Often, the new film is so earnest, so self-consciously worthy, you’d eat a dry lump of kryptonite just to see Adam West’s silly ’60s Batman run on screen and face-plant. Even more than the much derided, much shorter Joss Whedon cut-and-shut version, Zack Snyder’s Justice League is a film almost totally devoid of joy. Like his 2009 adaptation of the seminal Watchmen, it’s as if Snyder is so concerned with appeasing comic book geeks, he forsakes fun for authenticity.
Despite this, Zack Snyder’s Justice League – #ReleaseTheSnyderCut activists will be relieved to learn – is frequently awesome. It’s misdirection to call it a cut – much more has been added than taken away, including an overdue confrontation between Batman and Joker (reimagined from Jared Leto’s last take on the character, in 2016’s Suicide Squad) that suggests that Ben Affleck’s hyper gruff Caped Crusader may well be remembered as the one that got away. We also get to meet Atom, Iris West, Martian Manhunter, Darkseid, DeSaad, and – how about this for fan service – a blink-and-you’ll-miss-her appearance from Granny Goodness.
There are a lot more treats for the fandom – Superman’s black suit! A deeper look at Deadshot! But while a lot of this stuff is often garnish, the meat of Snyder’s movie is Cyborg (Ray Fisher) who, like The Flash, now receives a full origin story. Joss Whedon’s work on the pedestrian first version of this movie may well be revaluated in time, at least for his efficiency at fulfilling the studio brief to make the movie lighter and more cohesive in Snyder’s absence. But you may struggle to see much of the Cyborg footage – the majority of which was discarded by the Avengers: Assemble director – and not question the logic in omitting storytelling of such quality.
Of course, this is still a movie about a race to collect magic boxes. No amount of nerd-appeasing extra footage can change that. But this is also – despite Snyder’s insistence that his version of the film is “not canon” to the DCEU – the movie that the franchise has needed for close to 10 years. It’s ironic that despite Whedon’s work on 2017’s Justice League largely being erased here, his influence still looms large. Snyder’s cut sets up DC’s world in the same way the 2012 Avengers: Assemble movie did Marvel’s. It is true that the director’s earnestness with the source material puts the stranglehold on the simple joys of watching men and women in underpants fighting bad guys. But it’s unquestionably a movie in love with DC lore.

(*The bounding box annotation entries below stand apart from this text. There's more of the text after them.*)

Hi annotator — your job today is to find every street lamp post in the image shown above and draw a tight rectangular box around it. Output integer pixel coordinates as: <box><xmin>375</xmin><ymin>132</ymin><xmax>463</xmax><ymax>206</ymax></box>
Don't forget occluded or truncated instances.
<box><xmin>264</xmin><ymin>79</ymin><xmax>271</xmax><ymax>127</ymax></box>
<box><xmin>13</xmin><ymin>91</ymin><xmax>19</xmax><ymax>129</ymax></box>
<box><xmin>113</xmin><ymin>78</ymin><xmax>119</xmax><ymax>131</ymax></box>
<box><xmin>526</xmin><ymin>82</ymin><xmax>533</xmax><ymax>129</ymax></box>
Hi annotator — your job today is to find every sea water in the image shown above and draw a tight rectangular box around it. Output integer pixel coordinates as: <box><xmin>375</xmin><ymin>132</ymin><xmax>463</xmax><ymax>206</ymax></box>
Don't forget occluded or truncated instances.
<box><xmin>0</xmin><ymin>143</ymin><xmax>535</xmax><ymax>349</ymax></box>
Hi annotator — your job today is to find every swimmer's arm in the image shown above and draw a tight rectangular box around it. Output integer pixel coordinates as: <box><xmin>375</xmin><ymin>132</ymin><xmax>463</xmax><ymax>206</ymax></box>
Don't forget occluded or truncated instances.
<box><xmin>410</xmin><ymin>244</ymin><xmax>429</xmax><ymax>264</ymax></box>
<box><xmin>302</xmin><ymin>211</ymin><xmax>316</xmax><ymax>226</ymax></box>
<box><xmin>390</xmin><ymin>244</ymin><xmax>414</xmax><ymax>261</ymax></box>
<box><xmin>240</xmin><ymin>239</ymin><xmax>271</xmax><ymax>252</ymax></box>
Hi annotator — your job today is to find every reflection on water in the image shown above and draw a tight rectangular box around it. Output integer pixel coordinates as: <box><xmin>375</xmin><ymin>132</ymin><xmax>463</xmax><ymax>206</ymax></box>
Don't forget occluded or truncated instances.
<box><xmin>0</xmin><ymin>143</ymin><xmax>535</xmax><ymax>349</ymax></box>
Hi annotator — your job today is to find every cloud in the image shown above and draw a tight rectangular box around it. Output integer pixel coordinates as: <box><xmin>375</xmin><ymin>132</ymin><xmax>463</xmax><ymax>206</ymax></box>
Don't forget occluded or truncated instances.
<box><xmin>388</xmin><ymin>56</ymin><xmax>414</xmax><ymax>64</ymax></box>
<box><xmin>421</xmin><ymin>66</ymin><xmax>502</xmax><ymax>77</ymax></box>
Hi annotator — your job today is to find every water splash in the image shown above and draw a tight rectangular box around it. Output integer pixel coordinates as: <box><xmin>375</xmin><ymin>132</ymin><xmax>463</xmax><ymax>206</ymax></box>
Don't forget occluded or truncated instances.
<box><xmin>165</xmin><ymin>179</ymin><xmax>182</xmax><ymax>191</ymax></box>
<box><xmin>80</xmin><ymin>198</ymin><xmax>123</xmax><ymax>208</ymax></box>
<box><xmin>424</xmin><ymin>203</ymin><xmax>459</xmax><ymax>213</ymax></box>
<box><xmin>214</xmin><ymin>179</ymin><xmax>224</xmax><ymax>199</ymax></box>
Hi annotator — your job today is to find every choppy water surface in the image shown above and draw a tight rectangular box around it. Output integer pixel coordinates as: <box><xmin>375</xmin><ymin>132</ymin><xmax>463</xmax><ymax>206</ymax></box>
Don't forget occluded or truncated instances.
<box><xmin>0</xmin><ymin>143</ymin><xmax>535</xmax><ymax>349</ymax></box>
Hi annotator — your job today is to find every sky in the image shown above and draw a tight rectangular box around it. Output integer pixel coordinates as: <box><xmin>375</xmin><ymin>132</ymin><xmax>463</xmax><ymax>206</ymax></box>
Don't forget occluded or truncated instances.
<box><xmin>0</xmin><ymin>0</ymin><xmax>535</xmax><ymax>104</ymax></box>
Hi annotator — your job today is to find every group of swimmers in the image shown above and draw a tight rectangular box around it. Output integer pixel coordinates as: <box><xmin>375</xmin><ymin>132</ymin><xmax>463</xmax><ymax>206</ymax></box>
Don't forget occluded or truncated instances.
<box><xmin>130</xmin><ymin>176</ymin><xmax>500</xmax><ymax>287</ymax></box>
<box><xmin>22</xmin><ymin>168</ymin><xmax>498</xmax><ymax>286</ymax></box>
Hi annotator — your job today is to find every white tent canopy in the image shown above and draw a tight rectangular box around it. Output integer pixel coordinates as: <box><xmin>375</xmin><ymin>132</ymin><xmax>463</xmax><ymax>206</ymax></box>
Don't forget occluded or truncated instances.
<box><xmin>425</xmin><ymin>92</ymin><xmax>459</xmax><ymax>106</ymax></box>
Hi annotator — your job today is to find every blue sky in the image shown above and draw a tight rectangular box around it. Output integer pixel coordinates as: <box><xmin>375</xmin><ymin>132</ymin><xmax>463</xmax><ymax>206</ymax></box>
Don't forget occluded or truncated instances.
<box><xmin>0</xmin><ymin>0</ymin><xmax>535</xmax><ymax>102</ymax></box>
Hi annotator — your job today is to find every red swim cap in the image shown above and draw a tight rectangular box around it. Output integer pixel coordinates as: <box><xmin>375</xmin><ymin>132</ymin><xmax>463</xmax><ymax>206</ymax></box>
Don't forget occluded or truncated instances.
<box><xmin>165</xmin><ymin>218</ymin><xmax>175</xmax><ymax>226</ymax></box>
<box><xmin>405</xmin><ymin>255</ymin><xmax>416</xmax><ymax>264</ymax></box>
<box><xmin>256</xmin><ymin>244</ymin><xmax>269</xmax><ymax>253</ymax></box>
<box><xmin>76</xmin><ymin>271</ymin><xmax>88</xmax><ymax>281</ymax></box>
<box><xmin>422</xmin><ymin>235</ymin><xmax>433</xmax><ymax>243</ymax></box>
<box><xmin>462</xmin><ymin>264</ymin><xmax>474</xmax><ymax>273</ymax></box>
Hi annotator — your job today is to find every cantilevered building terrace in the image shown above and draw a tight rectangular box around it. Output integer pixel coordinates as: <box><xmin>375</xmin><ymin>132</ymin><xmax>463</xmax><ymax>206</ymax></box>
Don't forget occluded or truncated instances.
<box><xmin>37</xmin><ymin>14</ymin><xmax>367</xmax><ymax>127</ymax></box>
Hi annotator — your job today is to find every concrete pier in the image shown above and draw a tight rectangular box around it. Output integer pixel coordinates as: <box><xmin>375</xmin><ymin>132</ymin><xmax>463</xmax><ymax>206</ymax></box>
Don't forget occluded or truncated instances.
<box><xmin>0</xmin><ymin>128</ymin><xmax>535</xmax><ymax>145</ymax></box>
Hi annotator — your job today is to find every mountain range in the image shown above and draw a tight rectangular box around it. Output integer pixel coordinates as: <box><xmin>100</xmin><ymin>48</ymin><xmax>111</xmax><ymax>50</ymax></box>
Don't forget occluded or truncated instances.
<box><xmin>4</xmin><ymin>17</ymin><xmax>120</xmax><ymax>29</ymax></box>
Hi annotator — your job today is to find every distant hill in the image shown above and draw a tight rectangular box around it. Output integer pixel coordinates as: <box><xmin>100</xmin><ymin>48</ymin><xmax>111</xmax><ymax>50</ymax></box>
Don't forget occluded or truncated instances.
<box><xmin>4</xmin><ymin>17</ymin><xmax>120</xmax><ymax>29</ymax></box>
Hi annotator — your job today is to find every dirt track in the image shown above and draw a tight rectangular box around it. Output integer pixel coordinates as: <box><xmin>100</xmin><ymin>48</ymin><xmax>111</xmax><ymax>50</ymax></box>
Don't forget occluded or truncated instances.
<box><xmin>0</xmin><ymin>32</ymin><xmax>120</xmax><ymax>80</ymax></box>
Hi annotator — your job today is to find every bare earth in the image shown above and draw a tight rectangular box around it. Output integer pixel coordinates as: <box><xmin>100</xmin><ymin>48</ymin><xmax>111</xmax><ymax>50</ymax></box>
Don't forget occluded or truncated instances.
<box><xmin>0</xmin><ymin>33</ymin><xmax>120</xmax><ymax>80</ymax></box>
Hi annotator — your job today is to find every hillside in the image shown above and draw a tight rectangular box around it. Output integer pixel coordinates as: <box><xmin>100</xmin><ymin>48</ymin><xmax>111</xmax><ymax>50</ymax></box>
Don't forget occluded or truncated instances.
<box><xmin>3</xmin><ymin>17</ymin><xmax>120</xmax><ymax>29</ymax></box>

Zack Snyder’s Justice League does justice by the comic publisher’s raft of pioneering creations. It’s justice for Snyder’s vision, and the heartache of losing daughter Autumn – which led to his departure from the project (her dedication at the end of the movie is both poignant and fitting). And it’s justice for a DC comics fanbase that has been put through the ringer with poor adaptations and meandering visions for much of the last decade. Because there’s one more thing that needs to be said – Zack Snyder’s Justice League is really very good.